Deepfake Detection MLOps - Build End-to-End Pipeline using Sagemaker Pipeline, AWS CodeBuild and AWS CodePipeline - Part 1
This project involves the implementation of end-to-end machine learning pipelines for deepfake video detection, including data preprocessing, training, and model deployment using various AWS services, primarily Sagemaker Pipeline, AWS CodeCommit, AWS CodePipeline, and AWS CloudFormation.
The project is created based on the SageMaker Project Template - MLOps template for model building, training and deployment with third-party Git repositories.
The overall architecture of the project is shown below:
The architecture is divided into two main parts:
- The first part involves processing data, training and testing models, and registering the models in the SageMaker Model Registry (in this repository).

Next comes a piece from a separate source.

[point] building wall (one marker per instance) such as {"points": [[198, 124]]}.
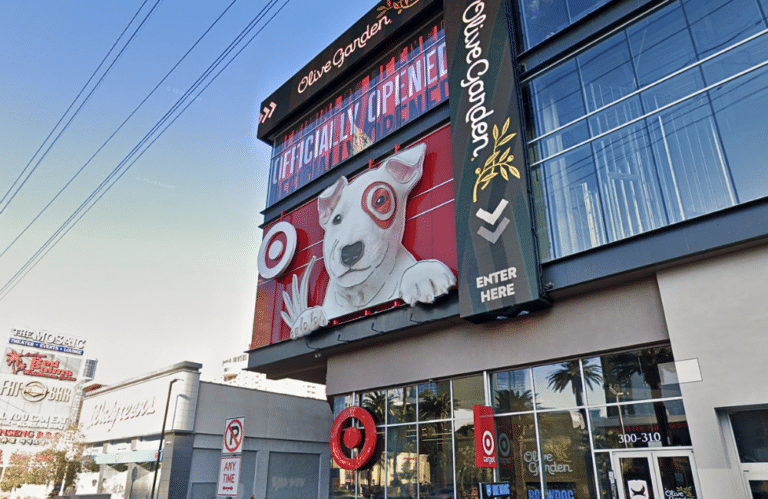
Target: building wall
{"points": [[274, 424], [716, 315]]}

- The second part involves automating the deployment of models from the SageMaker Model Registry to SageMaker endpoints for real-time inference. When a new model version is registered and approved, it initiates a deployment automatically (as described in this link).

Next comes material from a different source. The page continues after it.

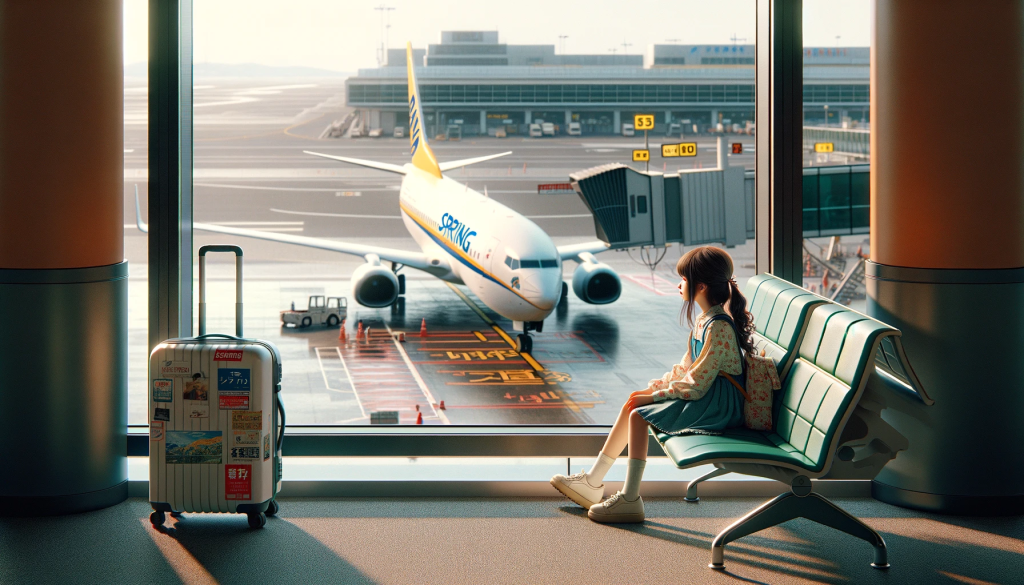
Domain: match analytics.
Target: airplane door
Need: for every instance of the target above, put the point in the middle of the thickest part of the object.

An AWS CodePipeline pipeline that has source and build steps. The source step points to the Github repository. The build step gets the code from that repository, creates and updates the SageMaker pipeline, starts a pipeline execution, and waits for the pipeline execution to complete.

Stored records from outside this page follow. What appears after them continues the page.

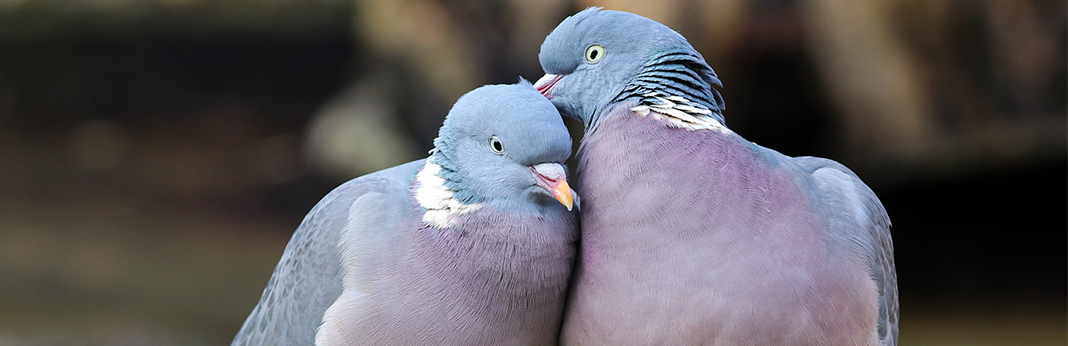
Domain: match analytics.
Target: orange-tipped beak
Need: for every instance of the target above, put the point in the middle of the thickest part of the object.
(550, 176)
(546, 83)
(563, 193)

Models that meet the specified criteria in the condition step (in this case, the "check-accuracy-deepfake-evaluation" step) will be registered in the model registry, as illustrated in the following figures.
When a new model version is registered and approved, it automatically initiates a deployment using the second part of the architecture described above (as detailed in this link).
The codebuild execution instructions. This file contains the instructions needed to kick off an execution of the SageMaker Pipeline in the CICD system (via CodePipeline).
|-- codebuild-buildspec.yml
The pipeline artifacts, which includes a pipeline module defining the required get_pipeline
method that returns an instance of a SageMaker pipeline, a preprocessing script and a model evaluation script to measure the accuracy of the model that's trained by the pipeline.
|-- pipelines
| |-- deepfake
| | |-- preprocess
| | | |-- blazeface.py
| | | |-- face_extract.py
| | | |-- preprocess_deepfake.py
| | | |-- requirements.txt
| | |-- code
| | | |-- s3dataset.py
| | | |-- test_train.py
| | | |-- train.py
| | | |-- requirements.txt
| | |-- evaluate
| | | |-- evaluate.py
| | | |-- test_evaluate.py
| | |-- __init__.py
| | |-- pipeline.py
Utility modules for getting pipeline definition jsons and running pipelines:
|-- pipelines
| |-- get_pipeline_definition.py
| |-- __init__.py
| |-- run_pipeline.py
| |-- _utils.py
| `-- __version__.py
Python package artifacts:
|-- setup.cfg
|-- setup.py
A stubbed testing module for testing the pipeline:
|-- tests
| `-- test_pipelines.py
The tox
testing framework configuration:
`-- tox.ini